The youngest goat says, "Don't eat me, eat my older brothers, they're bigger"... and gets away. The middle goat says, "Don't eat me, eat my older brother, he's bigger"... and gets away. Finally, the oldest goat gets there, completely sold down the river... but when the troll comes out to eat him, he actually is big enough to gore the troll and kill him.
This is a really salty message to me: It says to kids that it's fine to sell out ANYONE -- even family -- because they'll find their own way to clean up the mess. Ain't your problem.
Sure, go lose $25,000 to a bookie. Your brother can lend you the money! If you don't pay it back, he can just take out another mortgage. (Those aren't too hard to get these days, right?)
Don't worry if you're unattractive now, when you grow up you'll be beautiful. I gleaned this from "The Ugly Duckling"... ugly baby duck, becomes an outcast, grows up to be the best-looking duck in the world, gets superficial redemption.

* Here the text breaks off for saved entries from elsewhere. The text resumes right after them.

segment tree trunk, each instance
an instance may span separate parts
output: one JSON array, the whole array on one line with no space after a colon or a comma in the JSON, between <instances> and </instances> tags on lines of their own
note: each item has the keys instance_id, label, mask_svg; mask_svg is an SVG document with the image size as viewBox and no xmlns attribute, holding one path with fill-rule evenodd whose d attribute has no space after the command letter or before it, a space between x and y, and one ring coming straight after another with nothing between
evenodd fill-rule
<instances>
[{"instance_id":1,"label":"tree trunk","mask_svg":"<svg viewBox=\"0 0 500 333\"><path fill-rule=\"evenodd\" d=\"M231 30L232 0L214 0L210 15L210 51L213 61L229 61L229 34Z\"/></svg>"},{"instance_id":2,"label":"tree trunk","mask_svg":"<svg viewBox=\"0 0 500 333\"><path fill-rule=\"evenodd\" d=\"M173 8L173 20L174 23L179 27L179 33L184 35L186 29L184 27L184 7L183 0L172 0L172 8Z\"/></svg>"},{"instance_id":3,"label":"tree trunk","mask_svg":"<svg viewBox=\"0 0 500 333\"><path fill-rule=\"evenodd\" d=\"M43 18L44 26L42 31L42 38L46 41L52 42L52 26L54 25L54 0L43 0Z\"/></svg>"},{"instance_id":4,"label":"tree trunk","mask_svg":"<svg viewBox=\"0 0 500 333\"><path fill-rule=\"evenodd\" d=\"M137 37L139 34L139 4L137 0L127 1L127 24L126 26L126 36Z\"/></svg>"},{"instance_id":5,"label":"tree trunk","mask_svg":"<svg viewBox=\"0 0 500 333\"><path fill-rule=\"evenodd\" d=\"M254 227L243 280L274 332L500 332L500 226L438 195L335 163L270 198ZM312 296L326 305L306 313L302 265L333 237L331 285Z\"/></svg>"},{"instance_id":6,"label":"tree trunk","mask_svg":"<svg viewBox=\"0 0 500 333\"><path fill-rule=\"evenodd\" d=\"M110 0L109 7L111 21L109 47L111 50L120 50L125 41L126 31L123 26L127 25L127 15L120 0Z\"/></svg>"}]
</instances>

I hate to be a buzzkill here... but it's simply not accurate. Sure, every once in a while, an ugly kid pulls a shocker and becomes Jerry O'Connell as an adult... but 99 times out of 100, a not-so-attractive kid becomes a not-so-attractive adult.
Let's not lie about it. Let's help those kids focus on developing other, more important facets of their lives so they can be happy as adults.
Like, if they're male, they can always make a lot of money to overcome their ugliness. But that lesson isn't really covered in any fairy tales.
Follow the road more traveled -- whether literal or metaphorical -- or you'll probably be abducted. I feel like "Little Red Riding Hood" sends a very subtle lesson about conformity, specifically to societal norms. Follow the right path (the path your parents' pick, the path you're supposed to follow, both literally and figuratively)... or something really bad is going to happen to you.
If I can break from the list for a second, when I was looking up "Little Red Riding Hood", I found all this info about how the story was originally written. Ready for this weirdness?
 The wolf cooks Red's grandmother and serves it to her, to make her into a cannibal, for no reason other than to be an asshole.  The wolf, disguised as grandma, tells Red to get naked.  Red sees it's a wolf in disguise, and gets away by saying she needs to move her bowels and doesn't want to do that in bed.  She doesn't have a hood or any red on at all.
Completely irrelevant to the point of this list, I just wanted to share all that because I found it all so strange.
The ONLY way to handle someone trying to get into your house is to murder them, as quickly as possible. That's right: The state of Florida completely bases its shoot first home protection laws on the misguided dogma of "The Three Little Pigs".